Too little, too late?

"It's the latest we've ever started the irrigation season," he said.

But he quickly warned that the small amount of water released will do little to bring substantial relief to the historic drought. Only 160,000 acre-feet of water will be distributed to irrigators in Doña Ana County, El Paso County and Mexico this season — about 5 percent of a full allocation.

"We're going to stretch it out as much as we can, but right now the plans are for a mid-July shut-off," Cortez added.

With the small release slowly working its way south in the parched and dry riverbed, irrigation officials complained about how long it is taking for water to reach Las Cruces. With the current critical shortage of available water in New Mexico's reservoir system, the irrigation season this year is expected to be over within 40 to 45 days, leaving chili pepper and pecan growers wondering whether they can produce a profitable crop this year.

In the eight-month period from Oct. 1, 2012, through the end of May, 2013, most of New Mexico received less than one inch of measurable rainfall.

“No part of the state has been spared,” reports Deirdre Kann at the National Weather Service’s Albuquerque office.

Extreme drought prompts faithful to pray for rain

At the end of May, the weekly federal Drought Monitor indicated that 98 percent of New Mexico was in “severe” drought, the worst conditions in the country.

Phil King, a hydrologist at New Mexico State University in Las Cruces and water management consultant to the Elephant Butte Irrigation District, says the Rio Grande through Las Cruces has been dry since last autumn. He says the district, which provides Rio Grande water to all of southern New Mexico's farmers, normally starts irrigation deliveries in February or March.

King and other water officials say rain is the only solution to the water crisis across the Southwest, and while a few rain showers dropped moisture over the weekend to parts of Southern New Mexico, the situation remains critical. The summer forecast is calling for little rain, so conditions will "likely worsen before they get better," causing some Southwest faithful to schedule special ceremonies asking for divine intervention.

Last week a coalition of church congregations in southern New Mexico staged a "Day of Prayer" for moisture and rain, and, along an irrigation canal in Bernalillo, near Albuquerque, a small group of churchgoers gathered to recite prayers with their rosaries in hand, a tradition that stretches back to the days of the occupying Spaniards.

It's not the only show of "faith support" calling for the end of the drought.
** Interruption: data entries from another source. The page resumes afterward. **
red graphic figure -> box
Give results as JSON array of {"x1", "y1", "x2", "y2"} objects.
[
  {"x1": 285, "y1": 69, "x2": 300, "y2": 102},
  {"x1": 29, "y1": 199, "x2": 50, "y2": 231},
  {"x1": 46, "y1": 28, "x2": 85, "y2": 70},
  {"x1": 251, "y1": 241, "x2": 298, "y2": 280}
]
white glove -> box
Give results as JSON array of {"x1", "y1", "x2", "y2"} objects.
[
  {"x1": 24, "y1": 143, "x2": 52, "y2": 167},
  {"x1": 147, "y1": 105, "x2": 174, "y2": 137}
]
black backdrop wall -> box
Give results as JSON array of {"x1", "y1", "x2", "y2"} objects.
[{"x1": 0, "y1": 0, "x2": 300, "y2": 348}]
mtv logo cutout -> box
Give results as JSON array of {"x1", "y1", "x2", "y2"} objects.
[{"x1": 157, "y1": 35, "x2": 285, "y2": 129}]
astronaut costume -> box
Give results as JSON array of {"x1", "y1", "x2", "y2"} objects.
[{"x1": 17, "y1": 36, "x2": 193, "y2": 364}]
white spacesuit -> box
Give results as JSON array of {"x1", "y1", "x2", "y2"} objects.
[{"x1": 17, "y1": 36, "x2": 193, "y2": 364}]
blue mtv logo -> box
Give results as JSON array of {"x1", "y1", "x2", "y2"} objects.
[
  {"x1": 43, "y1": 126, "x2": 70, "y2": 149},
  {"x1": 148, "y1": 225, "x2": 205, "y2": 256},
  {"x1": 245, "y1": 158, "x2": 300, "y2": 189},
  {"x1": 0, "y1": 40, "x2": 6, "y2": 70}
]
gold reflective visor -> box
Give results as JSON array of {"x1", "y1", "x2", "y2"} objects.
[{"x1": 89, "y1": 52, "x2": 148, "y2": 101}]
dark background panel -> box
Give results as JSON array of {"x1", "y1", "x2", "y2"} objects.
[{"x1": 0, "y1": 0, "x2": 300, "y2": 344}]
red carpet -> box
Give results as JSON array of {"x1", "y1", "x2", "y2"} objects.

Last month a group of Christian, Muslim and Jewish "faithful" gathered for a special worship service in Oklahoma City that offered prayers to end drought conditions and bring about the return of rain. And in Lubbock two weeks ago, a Catholic bishop scheduled a special Mass at a local farm to bless seeds and soil in hopes of a productive crop year.

Weather forecasters say with dry summer conditions ahead, there may be little chance of any substantial rain in the near future "without a miracle." With such a dire forecast as that, some are saying it is no wonder that organized religion is experiencing renewed interest in the weather.